Je ne mérite pas tout à fait les compliments dont vous m'honorez sur l'expulsion du gros frère Fessi; j'ai bien eu l'avantage de chasser les jésuites de cent arpens de terre qu'ils avaient usurpés sur des officiers du roy, mais je ne peux leur ôter les terres qu'ils possédaient auparavant, et qu'ils avaient obtenües par la confiscation des biens d'un gentilhomme; on ne peut pas couper toutes les têtes de l'hydre.

Si vous êtes curieux de nouvelles de philosophie, je vous dirai qu'un officier, commandant d'un petit fort sur la côte de Coromandel, m'a aporté de l'Inde l'Evangile des anciens bracmanes.

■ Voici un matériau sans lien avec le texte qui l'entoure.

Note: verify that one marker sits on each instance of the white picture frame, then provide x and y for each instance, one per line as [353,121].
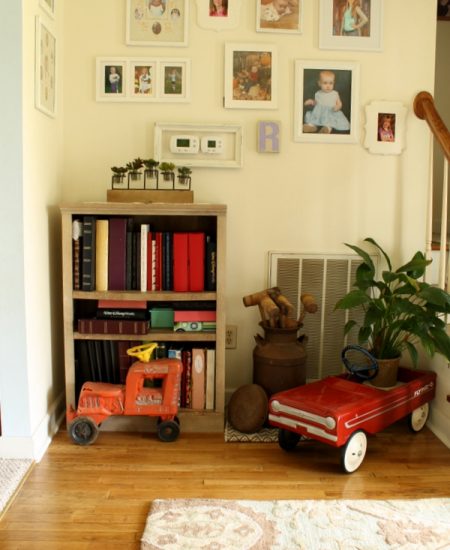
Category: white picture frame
[385,127]
[143,79]
[48,6]
[325,123]
[368,37]
[229,19]
[250,79]
[45,68]
[289,21]
[166,25]
[230,135]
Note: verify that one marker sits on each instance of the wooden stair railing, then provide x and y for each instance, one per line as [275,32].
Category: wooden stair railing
[424,108]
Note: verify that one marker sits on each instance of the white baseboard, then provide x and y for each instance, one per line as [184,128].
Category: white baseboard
[34,447]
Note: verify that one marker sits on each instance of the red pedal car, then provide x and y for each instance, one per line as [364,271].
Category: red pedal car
[340,410]
[152,388]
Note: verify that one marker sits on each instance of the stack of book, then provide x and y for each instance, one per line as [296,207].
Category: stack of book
[117,254]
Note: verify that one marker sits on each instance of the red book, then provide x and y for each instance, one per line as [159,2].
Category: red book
[196,248]
[117,256]
[149,261]
[158,260]
[180,262]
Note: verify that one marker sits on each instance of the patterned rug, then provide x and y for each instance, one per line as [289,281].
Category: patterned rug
[265,435]
[12,474]
[182,524]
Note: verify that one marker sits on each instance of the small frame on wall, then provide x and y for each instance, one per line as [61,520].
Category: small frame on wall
[45,67]
[385,127]
[218,15]
[143,79]
[326,101]
[157,22]
[250,76]
[48,6]
[351,25]
[285,16]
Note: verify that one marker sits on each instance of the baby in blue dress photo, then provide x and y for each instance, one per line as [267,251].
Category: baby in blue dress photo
[326,114]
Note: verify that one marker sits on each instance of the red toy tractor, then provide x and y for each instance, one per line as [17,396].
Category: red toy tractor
[152,388]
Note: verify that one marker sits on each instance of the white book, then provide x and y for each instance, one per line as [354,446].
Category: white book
[210,378]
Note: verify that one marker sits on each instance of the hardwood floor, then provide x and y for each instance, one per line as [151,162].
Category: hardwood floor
[98,497]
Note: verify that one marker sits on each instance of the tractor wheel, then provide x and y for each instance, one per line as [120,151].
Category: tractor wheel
[83,430]
[287,440]
[168,431]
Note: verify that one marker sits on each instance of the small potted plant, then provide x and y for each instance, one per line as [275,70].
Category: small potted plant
[167,170]
[151,174]
[135,173]
[184,177]
[118,176]
[400,311]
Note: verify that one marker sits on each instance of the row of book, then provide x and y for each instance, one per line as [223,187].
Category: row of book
[116,254]
[107,361]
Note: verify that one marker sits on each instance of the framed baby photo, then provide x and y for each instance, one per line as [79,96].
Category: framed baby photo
[385,127]
[281,16]
[351,25]
[219,15]
[326,102]
[48,6]
[111,79]
[45,69]
[250,76]
[157,22]
[143,79]
[175,80]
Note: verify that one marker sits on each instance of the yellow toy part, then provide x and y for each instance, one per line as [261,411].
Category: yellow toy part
[143,352]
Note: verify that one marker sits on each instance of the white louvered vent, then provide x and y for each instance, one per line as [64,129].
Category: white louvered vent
[327,278]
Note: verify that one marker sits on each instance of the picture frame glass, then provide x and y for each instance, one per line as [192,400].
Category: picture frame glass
[250,76]
[326,101]
[351,25]
[281,16]
[157,22]
[385,127]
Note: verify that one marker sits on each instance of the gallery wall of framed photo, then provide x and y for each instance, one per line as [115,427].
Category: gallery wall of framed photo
[325,92]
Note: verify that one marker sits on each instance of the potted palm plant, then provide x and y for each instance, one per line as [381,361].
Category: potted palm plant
[400,311]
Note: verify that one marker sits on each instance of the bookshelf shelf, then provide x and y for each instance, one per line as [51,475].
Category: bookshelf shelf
[171,217]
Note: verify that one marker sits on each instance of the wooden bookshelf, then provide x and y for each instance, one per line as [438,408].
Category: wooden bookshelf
[169,217]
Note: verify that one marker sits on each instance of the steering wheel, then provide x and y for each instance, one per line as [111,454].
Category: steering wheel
[363,371]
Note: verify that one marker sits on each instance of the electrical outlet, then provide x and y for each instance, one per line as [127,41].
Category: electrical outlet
[230,336]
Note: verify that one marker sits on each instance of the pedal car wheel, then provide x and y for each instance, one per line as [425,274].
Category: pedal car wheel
[353,452]
[418,418]
[168,431]
[83,431]
[287,440]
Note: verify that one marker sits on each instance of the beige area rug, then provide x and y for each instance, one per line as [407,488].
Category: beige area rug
[215,524]
[265,435]
[12,473]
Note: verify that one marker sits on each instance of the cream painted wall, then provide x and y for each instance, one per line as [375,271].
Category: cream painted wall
[309,197]
[38,376]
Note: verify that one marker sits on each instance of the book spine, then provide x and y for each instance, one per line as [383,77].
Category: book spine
[111,326]
[117,253]
[196,245]
[101,254]
[88,254]
[198,378]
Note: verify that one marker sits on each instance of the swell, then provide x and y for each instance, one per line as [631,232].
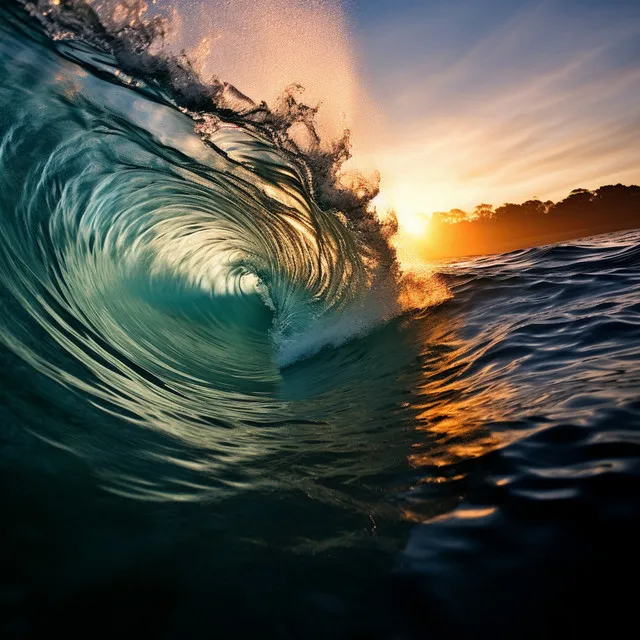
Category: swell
[165,254]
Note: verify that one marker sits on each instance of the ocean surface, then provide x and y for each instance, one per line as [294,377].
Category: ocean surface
[219,419]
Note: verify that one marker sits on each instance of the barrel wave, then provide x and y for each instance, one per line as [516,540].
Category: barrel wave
[226,410]
[175,266]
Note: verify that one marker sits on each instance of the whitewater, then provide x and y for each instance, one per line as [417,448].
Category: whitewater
[227,408]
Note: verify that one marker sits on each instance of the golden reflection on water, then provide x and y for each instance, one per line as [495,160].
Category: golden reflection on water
[456,412]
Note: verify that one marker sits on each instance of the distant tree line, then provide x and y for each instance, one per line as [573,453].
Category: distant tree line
[534,222]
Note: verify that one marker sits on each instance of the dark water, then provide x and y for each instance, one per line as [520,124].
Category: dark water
[215,420]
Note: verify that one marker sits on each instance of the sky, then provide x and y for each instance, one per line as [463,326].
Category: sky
[455,102]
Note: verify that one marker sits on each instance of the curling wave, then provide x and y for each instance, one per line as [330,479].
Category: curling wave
[181,265]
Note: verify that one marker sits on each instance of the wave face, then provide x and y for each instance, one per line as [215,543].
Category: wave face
[213,402]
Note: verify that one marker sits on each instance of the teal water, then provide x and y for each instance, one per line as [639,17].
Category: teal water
[217,419]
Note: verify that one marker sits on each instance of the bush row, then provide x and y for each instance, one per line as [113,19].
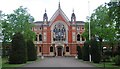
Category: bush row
[21,51]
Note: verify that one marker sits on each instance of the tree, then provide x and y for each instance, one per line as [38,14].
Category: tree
[101,25]
[18,50]
[19,21]
[31,51]
[95,51]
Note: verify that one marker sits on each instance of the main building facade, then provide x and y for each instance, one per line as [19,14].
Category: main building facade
[59,36]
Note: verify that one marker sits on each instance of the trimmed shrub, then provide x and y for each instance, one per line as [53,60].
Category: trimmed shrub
[31,51]
[85,51]
[95,51]
[18,51]
[79,52]
[117,60]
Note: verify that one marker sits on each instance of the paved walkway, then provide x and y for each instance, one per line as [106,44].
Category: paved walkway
[58,62]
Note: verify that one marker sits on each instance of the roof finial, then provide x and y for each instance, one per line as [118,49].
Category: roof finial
[59,4]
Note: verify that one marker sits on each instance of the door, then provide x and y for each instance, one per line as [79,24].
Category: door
[59,51]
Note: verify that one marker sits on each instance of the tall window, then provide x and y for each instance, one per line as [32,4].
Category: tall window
[59,32]
[36,38]
[40,37]
[51,49]
[67,49]
[78,37]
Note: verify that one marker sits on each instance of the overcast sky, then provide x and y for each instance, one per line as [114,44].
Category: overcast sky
[37,7]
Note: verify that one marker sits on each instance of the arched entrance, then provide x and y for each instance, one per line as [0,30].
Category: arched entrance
[59,51]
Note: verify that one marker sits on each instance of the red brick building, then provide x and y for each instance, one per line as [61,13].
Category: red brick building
[59,36]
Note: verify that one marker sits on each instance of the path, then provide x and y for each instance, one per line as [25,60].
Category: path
[58,62]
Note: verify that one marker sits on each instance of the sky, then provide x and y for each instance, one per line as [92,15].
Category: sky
[37,7]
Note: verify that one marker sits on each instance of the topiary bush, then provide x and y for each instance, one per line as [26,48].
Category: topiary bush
[85,51]
[31,51]
[95,51]
[18,51]
[79,52]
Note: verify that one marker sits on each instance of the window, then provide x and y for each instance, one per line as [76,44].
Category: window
[40,28]
[51,49]
[40,37]
[67,49]
[83,38]
[36,38]
[78,37]
[40,49]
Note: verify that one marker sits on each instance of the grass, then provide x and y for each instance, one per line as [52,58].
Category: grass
[107,65]
[6,65]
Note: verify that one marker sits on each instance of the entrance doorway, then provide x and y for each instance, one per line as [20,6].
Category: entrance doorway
[59,51]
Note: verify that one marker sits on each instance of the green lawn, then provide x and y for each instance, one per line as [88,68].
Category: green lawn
[6,65]
[107,65]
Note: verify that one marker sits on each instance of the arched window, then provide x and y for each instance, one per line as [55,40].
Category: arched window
[36,38]
[78,37]
[40,37]
[51,49]
[67,49]
[59,32]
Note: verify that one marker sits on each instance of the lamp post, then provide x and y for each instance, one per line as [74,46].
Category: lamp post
[89,28]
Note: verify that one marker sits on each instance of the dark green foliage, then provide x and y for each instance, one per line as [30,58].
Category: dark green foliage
[31,51]
[79,52]
[18,51]
[85,51]
[117,60]
[95,51]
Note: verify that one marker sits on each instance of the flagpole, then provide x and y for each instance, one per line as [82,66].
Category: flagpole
[89,28]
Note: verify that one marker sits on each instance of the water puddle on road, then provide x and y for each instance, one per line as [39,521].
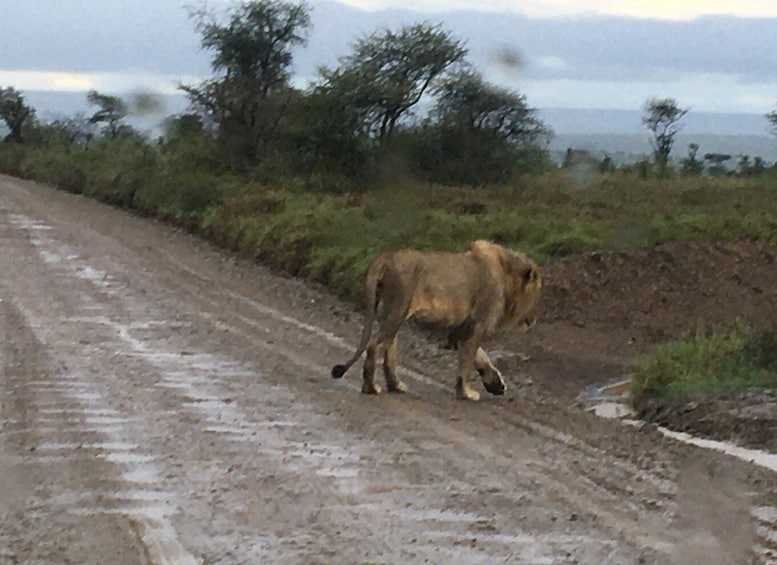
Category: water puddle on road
[610,401]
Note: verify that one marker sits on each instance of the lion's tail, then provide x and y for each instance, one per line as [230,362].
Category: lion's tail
[374,276]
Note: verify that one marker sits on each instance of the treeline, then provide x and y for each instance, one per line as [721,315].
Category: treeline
[404,102]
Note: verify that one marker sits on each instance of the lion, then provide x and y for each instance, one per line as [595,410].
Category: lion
[472,294]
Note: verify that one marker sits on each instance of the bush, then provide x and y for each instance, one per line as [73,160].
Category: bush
[702,366]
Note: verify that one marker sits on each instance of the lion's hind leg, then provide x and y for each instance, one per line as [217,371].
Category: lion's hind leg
[467,351]
[384,342]
[393,383]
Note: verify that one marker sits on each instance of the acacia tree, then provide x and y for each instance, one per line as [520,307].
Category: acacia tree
[772,118]
[484,133]
[252,56]
[15,113]
[389,72]
[111,110]
[662,117]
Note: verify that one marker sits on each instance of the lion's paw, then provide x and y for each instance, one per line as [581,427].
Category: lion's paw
[467,393]
[370,388]
[397,387]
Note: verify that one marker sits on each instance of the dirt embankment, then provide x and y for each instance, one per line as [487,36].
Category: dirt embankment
[601,310]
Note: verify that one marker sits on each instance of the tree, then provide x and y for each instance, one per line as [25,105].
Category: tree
[389,72]
[111,111]
[483,133]
[252,56]
[691,165]
[717,166]
[15,113]
[662,117]
[772,118]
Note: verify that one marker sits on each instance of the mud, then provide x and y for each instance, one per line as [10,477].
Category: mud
[165,403]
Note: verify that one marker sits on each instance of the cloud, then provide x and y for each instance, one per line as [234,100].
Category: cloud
[655,9]
[105,82]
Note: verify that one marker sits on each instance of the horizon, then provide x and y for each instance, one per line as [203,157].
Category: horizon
[563,62]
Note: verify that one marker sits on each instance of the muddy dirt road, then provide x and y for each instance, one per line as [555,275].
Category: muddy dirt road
[164,403]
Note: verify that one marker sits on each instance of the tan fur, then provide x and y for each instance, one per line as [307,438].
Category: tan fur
[474,293]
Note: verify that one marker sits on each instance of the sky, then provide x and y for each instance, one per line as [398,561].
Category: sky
[712,55]
[661,9]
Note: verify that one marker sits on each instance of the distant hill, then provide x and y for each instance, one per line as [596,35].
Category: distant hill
[617,133]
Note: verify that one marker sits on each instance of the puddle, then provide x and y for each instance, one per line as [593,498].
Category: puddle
[127,457]
[611,401]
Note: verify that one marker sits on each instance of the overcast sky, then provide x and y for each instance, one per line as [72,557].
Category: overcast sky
[660,9]
[713,55]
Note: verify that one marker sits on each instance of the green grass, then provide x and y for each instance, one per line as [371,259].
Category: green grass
[706,366]
[317,231]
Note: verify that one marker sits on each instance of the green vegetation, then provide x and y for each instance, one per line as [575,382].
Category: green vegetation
[317,181]
[703,367]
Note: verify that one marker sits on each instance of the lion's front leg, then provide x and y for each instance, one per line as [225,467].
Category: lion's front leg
[464,390]
[369,386]
[390,368]
[491,376]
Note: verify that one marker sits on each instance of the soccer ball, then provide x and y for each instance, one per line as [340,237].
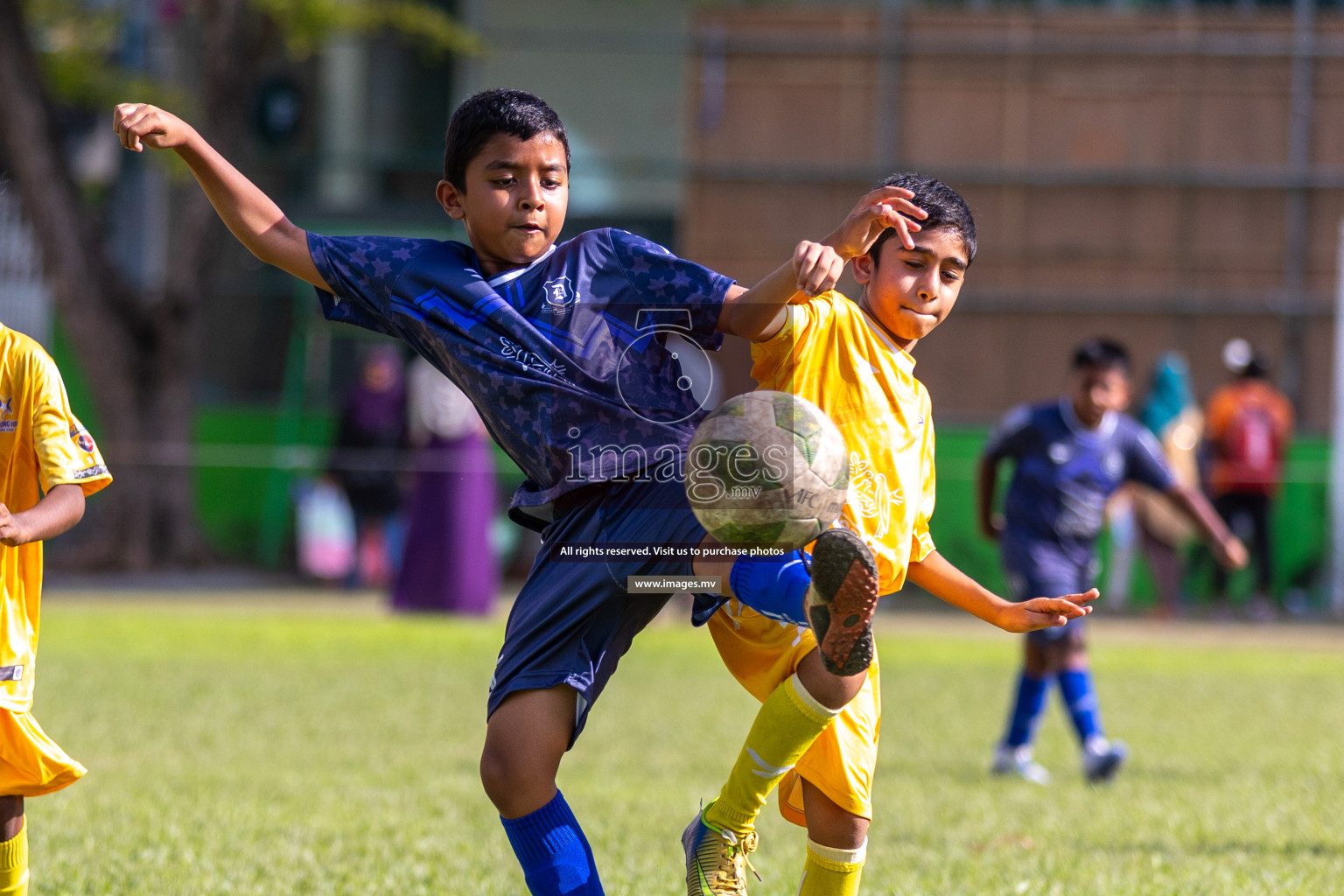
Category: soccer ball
[766,469]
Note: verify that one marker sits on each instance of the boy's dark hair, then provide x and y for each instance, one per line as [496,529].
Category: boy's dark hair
[945,206]
[1103,355]
[496,112]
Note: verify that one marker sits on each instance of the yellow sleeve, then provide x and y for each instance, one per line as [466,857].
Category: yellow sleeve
[782,349]
[66,453]
[922,542]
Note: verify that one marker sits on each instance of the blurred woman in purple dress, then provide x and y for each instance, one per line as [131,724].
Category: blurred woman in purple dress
[448,564]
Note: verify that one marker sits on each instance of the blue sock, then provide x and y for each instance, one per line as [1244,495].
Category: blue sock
[1026,710]
[1077,690]
[773,586]
[553,850]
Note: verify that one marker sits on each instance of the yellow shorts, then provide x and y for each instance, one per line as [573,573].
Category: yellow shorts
[32,763]
[761,654]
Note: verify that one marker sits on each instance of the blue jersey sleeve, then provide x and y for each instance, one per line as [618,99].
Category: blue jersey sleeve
[1145,461]
[662,278]
[361,271]
[1011,436]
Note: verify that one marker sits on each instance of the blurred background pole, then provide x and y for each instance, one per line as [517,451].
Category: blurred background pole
[1338,444]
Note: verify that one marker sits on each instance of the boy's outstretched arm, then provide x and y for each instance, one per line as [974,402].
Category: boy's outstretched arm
[935,575]
[1228,547]
[57,512]
[248,214]
[759,313]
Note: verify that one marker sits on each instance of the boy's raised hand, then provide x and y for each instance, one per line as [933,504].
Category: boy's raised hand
[142,125]
[883,207]
[1046,612]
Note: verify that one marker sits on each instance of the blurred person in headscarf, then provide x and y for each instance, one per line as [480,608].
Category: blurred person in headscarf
[1249,427]
[1173,416]
[448,564]
[368,461]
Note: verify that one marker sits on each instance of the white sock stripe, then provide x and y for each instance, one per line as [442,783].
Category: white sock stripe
[839,856]
[766,770]
[809,702]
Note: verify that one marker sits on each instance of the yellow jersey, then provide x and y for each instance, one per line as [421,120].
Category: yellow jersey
[42,444]
[837,358]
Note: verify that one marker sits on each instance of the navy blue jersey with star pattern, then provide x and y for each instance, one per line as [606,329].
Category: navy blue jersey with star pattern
[567,360]
[1066,473]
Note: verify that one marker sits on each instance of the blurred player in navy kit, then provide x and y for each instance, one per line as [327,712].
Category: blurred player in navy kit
[1071,456]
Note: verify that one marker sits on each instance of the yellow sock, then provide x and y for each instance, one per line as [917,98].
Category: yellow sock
[832,872]
[789,722]
[14,864]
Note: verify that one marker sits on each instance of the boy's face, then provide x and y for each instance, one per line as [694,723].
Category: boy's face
[1097,389]
[514,199]
[912,290]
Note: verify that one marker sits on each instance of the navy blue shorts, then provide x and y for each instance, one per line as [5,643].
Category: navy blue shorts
[573,621]
[1043,571]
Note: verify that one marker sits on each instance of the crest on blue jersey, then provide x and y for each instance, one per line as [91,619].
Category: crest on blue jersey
[559,293]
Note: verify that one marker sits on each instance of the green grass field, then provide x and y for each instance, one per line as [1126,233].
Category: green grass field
[276,745]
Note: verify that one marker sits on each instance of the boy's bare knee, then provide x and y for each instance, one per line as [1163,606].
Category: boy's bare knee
[524,742]
[827,688]
[828,823]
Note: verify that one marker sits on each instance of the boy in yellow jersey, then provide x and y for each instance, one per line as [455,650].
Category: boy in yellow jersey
[50,464]
[852,359]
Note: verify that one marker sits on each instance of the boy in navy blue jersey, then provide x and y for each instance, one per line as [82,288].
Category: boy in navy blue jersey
[1071,456]
[564,352]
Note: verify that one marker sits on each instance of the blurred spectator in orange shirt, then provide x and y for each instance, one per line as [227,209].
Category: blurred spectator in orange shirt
[1249,424]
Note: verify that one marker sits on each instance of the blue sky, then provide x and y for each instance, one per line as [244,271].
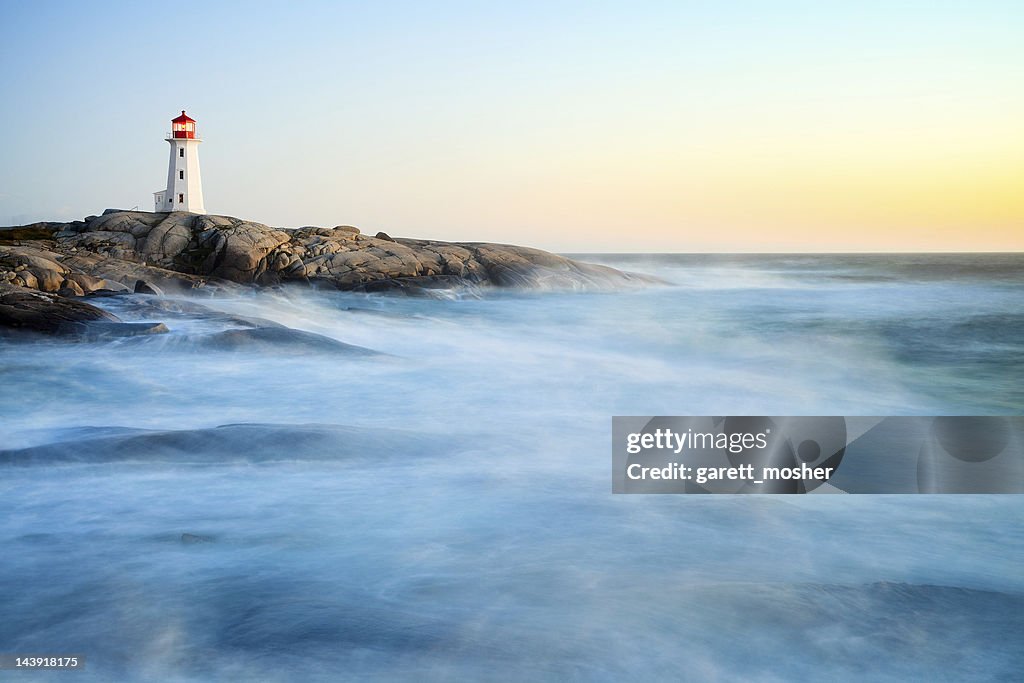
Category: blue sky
[688,126]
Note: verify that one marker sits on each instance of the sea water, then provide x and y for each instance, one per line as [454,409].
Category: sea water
[442,510]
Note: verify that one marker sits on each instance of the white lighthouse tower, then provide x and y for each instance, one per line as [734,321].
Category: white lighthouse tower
[184,184]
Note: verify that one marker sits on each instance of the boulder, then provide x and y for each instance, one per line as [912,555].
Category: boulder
[31,310]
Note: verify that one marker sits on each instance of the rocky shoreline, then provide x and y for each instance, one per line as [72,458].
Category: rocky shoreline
[48,269]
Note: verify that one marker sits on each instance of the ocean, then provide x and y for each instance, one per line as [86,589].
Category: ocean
[441,509]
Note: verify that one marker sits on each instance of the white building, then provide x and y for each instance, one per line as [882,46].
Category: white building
[184,183]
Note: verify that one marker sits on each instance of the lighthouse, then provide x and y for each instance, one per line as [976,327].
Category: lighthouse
[184,184]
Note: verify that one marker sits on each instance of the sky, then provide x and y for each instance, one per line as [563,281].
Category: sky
[572,126]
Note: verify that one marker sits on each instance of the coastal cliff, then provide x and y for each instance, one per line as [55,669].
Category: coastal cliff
[46,268]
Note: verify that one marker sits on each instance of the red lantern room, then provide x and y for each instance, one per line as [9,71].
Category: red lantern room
[183,126]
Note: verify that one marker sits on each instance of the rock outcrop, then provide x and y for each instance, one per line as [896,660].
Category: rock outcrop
[174,251]
[47,267]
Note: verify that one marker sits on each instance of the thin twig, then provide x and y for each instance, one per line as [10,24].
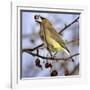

C'est je crois le livre le plus curieux, et le plus ancien que nous aions; j'en excepte toujours l'ancien testament dont vous connaissez, la sainteté, la vérité, et l'ancienneté. Une chose fort plaisante, c'est que tous les peuples anciens croyaient l'immortalité de l'âme, quand les Juifs n'en croiaient pas un mot.

Si vous voulez des nouvelles de nos armées, le Régiment de Champagne s'est battu comme un Lyon, et a été battu comme un chien.

Si vous voulez des nouvelles de la marine, on nous prend nos vaisseaux tous les jours. Si vous aimez mieux des nouvelles de finances, nous n'avons pas le soû. Je vous aime, je vous regrette et je vous respecte de tout mon cœur.